I understand your point about _paying_ for music and actually getting
something compressed. However, since these places are selling mp3s that
the average consumer is going to put on their hard drive and/or portable
audio player, the amount of space they take up makes a difference.
That's probably more important to 99.9% of consumers than the bragging
rights you get with a higher bitrate.

You going to the meeting tonight? Someone make him take the Pepsi
challenge. :) I contend that anyone who can tell the difference between
256k and 320k mp3s is got to be one in a million. Not that I'm saying
that it's not possible; but it's gotta be rarer than "perfect pitch". 

- Jason L.

 

> -----Original Message-----
> From: [EMAIL PROTECTED] 
> [mailto:[EMAIL PROTECTED] On Behalf Of silver
> Sent: Wednesday, March 12, 2008 4:49 PM
> To: Eugene Unix and Gnu/Linux User Group
> Subject: Re: [Eug-lug] AmazonMp3 store
> 
> Agreed. I was comparing higher grade lossless formats.
> 
> Yes the law of diminishing returns applies generally to 
> everything. However I have found 320k MP3 provides a more 
> appropriate reproduction of the dynamic range (peaks and 
> valleys) across the frequency range and better definition in 
> the low and high ranges, better than 256k and enough for me 
> and others to readily notice across multiple devices 
> (portable, consumer, audiophile, pro gear). Not a hardware or 
> firmware issue.
> 
> And then, of course, the lossless encode/decode formats 
> provide even higher quality vs 320k MP3. If you can't hear 
> the differences that's ok.
> 
> Different strokes for different folks. It appears the market 
> has concluded most folks are willing to put up with the lower 
> quality audio or just don't know the diff.
> 
> Myself I rather hear something closer to what the artist, 
> producer and engineer wanted me to hear, and not the "choice" 
> the distributors format (compressed stream) forces on me.
> 
> If I have the PCM in hand (e.g.
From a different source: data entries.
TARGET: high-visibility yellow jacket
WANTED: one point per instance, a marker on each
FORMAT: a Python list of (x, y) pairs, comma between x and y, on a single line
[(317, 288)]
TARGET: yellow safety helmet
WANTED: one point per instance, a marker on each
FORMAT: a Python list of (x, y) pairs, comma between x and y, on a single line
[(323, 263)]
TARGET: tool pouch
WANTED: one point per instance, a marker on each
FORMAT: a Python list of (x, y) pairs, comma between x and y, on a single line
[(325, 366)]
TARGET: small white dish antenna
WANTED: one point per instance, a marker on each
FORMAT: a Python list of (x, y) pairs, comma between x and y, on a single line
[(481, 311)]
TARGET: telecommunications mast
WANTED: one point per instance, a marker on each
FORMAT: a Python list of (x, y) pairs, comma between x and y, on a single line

CD) I can manage convert to 
> whichever format I desire.
> 
> hydrogenaudio.org is a good resource
> 
> ----- Original Message -----
> From: "Rob Hudson" <[EMAIL PROTECTED]>
> 
> 
>   On 3/12/08, silver <[EMAIL PROTECTED]> wrote:
>   >  At any rate isn't 256k MP3 going backwards?
> 
> Compared to iTunes' 128k AAC, I'd think that's going forwards.
> 
> For a song that I happened to want one day and was willing to spend 89
> cents on, a 256k mp3 is fine for me.